Three months after the Biden-Xi summit, the two sides’ divergent framings of the bilateral relationship are hindering progress.

Published on February 21, 2022

Fifty years ago this week, former U.S. President Richard Nixon flew to China, setting the stage for a dramatic shift in relations between the two countries. Much has changed since that visit, not always for the better. Despite a flurry of diplomatic activity over the past year, U.S.-China ties remain tense. Discussions in Alaska and Tianjin yielded few, if any, breakthroughs. While friendlier in tone, the recent summit between Chinese President Xi Jinping and U.S. President Joe Biden led only to agreements to hold yet more talks, albeit on important issues such as strategic stability. The lone bilateral bright spot has been some cooperation on climate.

Since the summit, the Biden administration announced its diplomatic boycott of the Beijing Olympics and added more Chinese companies to its trade restriction list while Congress passed a bill aimed at countering China’s forced labor abuses in Xinjiang. The two sides’ antagonistic stances on issues related to security, economics, technology, and ideology have largely crystalized, leaving little space for the adjustments that could relieve simmering tensions. Below, Paul Haenle and Sam Bresnick analyze how the two countries got here and how they can move forward.
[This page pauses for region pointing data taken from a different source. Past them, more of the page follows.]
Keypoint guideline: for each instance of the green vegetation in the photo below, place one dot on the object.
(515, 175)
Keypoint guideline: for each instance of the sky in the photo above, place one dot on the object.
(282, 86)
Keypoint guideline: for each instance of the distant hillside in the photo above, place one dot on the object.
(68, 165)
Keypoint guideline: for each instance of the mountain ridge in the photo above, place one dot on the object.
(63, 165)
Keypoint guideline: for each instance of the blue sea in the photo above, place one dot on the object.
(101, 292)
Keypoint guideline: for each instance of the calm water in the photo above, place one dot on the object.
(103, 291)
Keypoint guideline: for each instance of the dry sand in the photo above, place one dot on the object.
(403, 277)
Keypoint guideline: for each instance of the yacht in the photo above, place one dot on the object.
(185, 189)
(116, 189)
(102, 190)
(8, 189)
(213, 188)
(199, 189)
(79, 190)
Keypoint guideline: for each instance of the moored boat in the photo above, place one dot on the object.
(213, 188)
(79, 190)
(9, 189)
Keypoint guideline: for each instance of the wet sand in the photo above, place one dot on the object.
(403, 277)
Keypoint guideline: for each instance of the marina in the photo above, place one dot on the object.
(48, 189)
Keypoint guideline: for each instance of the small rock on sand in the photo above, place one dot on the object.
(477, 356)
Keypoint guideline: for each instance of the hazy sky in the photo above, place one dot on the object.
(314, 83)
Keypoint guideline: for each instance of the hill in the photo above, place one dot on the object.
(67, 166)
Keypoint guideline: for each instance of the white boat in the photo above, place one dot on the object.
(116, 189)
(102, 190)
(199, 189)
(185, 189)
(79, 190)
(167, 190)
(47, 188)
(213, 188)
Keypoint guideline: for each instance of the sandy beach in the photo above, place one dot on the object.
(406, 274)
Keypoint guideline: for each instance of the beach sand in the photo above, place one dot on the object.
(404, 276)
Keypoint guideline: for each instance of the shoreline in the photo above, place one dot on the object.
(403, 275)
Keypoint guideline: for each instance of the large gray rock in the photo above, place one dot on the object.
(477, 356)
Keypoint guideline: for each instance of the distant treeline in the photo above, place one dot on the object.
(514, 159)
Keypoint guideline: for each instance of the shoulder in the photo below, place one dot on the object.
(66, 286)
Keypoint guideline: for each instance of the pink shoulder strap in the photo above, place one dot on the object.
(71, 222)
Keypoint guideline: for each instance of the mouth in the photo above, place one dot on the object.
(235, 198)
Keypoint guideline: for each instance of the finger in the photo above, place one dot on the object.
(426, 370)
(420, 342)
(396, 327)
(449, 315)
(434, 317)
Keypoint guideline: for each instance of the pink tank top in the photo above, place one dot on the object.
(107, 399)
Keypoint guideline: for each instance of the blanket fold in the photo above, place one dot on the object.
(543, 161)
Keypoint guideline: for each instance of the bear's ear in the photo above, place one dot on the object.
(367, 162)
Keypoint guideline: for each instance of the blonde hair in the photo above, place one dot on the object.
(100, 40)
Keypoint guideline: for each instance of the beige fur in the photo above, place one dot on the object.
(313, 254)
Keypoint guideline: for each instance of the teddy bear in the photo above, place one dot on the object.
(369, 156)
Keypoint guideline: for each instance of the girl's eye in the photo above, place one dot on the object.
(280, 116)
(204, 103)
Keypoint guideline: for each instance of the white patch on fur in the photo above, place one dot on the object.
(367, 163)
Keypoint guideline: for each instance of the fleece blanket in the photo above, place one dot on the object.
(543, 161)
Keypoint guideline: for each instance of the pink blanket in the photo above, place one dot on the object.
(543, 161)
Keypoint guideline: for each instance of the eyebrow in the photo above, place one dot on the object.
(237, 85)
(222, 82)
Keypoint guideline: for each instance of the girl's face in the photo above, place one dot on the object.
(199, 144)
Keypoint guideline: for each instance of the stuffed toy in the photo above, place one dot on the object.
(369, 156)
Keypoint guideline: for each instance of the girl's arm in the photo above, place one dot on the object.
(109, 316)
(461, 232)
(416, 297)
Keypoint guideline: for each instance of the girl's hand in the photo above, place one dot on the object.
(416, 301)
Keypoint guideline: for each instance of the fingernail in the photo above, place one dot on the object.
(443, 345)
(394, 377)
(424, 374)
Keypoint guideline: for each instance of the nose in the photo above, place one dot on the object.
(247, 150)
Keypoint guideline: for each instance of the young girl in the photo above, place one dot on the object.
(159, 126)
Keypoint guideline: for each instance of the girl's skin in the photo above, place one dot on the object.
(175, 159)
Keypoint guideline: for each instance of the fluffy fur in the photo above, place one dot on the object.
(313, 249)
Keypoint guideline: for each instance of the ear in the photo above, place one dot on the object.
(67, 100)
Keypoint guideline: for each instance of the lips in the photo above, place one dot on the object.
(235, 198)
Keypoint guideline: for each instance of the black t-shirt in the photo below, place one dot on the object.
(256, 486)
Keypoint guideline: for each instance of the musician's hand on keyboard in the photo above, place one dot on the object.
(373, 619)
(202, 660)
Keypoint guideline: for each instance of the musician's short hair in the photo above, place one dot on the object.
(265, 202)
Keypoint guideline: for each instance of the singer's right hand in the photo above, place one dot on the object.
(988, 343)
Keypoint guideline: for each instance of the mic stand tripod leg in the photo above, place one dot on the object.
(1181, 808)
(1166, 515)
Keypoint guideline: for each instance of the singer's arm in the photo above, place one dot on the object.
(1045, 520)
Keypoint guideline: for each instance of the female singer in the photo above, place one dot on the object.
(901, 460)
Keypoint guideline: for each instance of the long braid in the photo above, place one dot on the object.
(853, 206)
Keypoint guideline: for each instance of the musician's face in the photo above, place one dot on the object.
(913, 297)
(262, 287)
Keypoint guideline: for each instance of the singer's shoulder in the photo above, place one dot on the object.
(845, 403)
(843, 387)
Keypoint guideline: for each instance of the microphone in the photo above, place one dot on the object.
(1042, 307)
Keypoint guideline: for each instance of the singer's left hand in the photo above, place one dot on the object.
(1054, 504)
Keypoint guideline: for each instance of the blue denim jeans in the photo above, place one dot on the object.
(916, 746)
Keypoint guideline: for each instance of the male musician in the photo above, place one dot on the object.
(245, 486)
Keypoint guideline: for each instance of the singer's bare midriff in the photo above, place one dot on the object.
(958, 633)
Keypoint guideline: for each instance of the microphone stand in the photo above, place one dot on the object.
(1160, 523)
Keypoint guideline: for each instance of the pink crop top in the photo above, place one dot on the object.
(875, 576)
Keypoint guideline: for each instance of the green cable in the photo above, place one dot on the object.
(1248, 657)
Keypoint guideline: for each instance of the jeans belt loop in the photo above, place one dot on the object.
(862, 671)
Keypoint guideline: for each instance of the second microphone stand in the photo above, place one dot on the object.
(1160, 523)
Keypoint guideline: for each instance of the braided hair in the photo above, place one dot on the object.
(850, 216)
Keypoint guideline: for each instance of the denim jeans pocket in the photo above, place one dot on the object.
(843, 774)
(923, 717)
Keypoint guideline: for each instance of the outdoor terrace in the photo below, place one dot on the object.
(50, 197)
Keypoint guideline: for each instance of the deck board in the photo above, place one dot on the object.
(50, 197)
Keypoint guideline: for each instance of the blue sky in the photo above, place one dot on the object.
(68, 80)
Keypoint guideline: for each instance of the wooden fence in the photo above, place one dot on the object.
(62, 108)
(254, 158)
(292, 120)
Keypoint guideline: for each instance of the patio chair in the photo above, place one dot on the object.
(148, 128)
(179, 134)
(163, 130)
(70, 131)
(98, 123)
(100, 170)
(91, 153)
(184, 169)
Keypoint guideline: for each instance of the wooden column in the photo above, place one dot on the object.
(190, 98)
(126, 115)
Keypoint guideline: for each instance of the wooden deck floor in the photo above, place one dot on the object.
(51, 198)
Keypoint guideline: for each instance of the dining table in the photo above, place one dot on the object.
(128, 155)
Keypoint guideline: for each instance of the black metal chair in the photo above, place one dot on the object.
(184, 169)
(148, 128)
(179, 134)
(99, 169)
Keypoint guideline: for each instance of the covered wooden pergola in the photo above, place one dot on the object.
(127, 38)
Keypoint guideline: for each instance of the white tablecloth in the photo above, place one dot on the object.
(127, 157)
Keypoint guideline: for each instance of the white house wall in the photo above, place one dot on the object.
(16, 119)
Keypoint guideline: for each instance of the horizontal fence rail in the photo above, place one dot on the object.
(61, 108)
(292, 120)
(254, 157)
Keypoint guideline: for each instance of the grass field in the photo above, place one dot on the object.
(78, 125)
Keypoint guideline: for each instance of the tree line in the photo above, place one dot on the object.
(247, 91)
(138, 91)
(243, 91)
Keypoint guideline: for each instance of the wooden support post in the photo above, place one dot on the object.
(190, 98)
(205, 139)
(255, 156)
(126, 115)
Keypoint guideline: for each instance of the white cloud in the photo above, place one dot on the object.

Why Are the Two Sides Stuck?

Former U.S. President Donald Trump ushered in a more confrontational era in U.S.-China relations, and Biden has largely maintained his predecessor’s approach to Beijing, albeit with a more equanimous tone and embrace of multilateralism. The U.S. government has for decades been concerned by China’s mercantilism, rapid military modernization, and illiberal approach to human rights, but it had held out hope that China might liberalize through increasingly robust contact with the rest of the world. That has not happened, and the United States and others have lost patience with China’s state capitalist system, militarization of the South China Sea, and increasingly authoritarian governance.

But Beijing is not backing down. Despite facing pronounced international pushback during the pandemic, Xi has become even more confident in China’s economic system, governance model, and approach to international affairs. “Time and momentum are on China’s side,” he argued last year at a high-level meeting, though many analysts accuse the party of overconfidence. At the same time, Chinese officials are increasingly looking askance at their U.S. counterparts. Many appear to believe that the United States, though still a formidable power, is in the early stages of an inevitable decline. Just as China resumes its rightful place atop the hierarchy of Asian nations, Beijing’s thinking goes, the United States’ unresolved racial justice issues, income inequality, and political polarization will catalyze an irreversible diminution of U.S. power in Asia and across the globe.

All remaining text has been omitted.